In Northern Virginia, Encore’s Midland unit has filed 16,878 lawsuits from 2003 to March of this year in the district courts of five counties. The company won nearly two-thirds of those cases through judgments against consumers who either failed to appear in court or simply agreed to pay the amount.

Almost 20 percent of those people wound up having their wages garnished, according to a review conducted by The Washington Post. Debts range from as little as $53 to as much as $23,786.

The Post article includes a comment from a guy who calls himself “rogerramjetz.”  He says he used to work as a collection lawyer on exactly those cases.

A guy gets a credit card with an Account Agreement that charges him $137 to open the account the first time he uses the card, and the card has a $250 credit limit. He then buys a $35 iron and a $45 coat at Walmart with the card. He now owes $217 the next month, and when he doesn’t pay the bill, he accrues an interest charge of $5 at 29% interest. When he doesn’t pay the next month, the card accrues a late charge of $35, $5 in interest, and an overdraft fee of $35 a month, totaling $297. The following month, interest is $6, and the late fee is $35 and the overdraft fee is again $35. A year and a half after the initial $80 purchase, the account shows a $1600 balance to Providian Bank. Totally legal.

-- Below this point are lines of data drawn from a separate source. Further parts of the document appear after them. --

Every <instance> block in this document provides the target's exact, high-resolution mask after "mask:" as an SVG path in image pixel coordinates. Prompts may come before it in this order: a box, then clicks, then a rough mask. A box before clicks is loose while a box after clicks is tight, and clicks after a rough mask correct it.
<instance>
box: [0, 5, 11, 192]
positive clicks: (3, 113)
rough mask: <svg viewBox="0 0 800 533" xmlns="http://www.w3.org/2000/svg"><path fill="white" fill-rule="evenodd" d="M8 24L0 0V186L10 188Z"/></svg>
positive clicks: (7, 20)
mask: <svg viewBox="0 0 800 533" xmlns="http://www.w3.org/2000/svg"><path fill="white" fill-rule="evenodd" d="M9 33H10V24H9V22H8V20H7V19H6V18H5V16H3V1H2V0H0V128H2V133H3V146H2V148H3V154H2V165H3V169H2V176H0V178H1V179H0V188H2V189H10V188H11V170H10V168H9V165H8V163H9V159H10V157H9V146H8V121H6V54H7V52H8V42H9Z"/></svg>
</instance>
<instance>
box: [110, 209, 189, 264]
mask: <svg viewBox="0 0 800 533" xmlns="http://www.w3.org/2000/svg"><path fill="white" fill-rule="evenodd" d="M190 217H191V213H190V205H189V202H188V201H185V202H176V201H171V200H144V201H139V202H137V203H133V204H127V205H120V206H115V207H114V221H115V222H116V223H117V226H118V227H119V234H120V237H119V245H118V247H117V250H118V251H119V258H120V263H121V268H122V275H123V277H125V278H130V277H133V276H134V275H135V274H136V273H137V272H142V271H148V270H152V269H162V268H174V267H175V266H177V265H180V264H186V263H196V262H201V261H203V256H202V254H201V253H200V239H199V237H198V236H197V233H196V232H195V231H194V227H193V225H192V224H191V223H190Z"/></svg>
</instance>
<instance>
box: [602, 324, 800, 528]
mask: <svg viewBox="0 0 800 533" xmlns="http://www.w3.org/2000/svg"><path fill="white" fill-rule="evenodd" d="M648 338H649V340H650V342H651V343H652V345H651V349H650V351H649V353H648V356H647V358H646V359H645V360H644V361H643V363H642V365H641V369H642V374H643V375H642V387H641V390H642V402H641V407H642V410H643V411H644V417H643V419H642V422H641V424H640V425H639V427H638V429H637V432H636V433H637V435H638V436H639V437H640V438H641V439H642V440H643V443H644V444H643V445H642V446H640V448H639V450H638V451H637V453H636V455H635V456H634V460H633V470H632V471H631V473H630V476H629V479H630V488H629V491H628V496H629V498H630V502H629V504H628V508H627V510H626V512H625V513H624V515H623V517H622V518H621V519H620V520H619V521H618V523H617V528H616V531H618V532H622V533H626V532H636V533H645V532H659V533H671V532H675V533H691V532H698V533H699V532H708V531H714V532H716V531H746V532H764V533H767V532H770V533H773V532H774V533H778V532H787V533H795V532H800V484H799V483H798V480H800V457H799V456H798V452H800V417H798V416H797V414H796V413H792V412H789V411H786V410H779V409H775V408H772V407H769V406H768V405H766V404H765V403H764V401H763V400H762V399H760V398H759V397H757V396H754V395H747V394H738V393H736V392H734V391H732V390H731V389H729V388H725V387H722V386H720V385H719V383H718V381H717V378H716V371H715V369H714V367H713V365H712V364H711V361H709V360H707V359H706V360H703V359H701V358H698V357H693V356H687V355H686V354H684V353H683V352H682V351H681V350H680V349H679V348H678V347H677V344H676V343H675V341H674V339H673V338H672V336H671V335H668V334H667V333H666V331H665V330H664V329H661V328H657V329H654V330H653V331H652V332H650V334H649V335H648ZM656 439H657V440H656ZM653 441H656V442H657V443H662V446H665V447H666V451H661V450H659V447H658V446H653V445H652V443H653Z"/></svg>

Providian then sells the debt to Midland for $0.17 on the dollar, or around $200, and gives the last statement the guy received for $1600 as evidence of the debt. Glasser & Glasser in Norfolk is promptly retained to sue the guy for $1600, with interest at 29%, and accrued interest since the default a year before totaling $500, while the Account Agreement is invoked for a “33.3% reasonable attorney’s fee, totaling $533” and court costs of $63.00. An affidavit from Midland and Providian is generated, and a sheriff delivers the Warrant in Debt to the guy.

Total sued for? $2,693, but we will gladly settle for a lump sum of eighty cents on the dollar, or $2,154. For an iron and a coat at Walmart. Or we will take a judgment and garnish 25% of your wages until paid, and in three years the balance will double again at 29% interest.

How do I know this? I worked for Glasser as local counsel.

“Roger’s” example may be extreme but it shows how small debts can lead to fairly big garnishments, with late fees, over limit fees, later over limit fees, legal fees and the rest are added in–the just 29% interest alone doing it’s magic.

What’s the lesson:  Many credit cards in bankruptcy have already been money makers for the credit card companies.   And if you are getting sued by people you never heard of, it’s time to talk to a lawyer.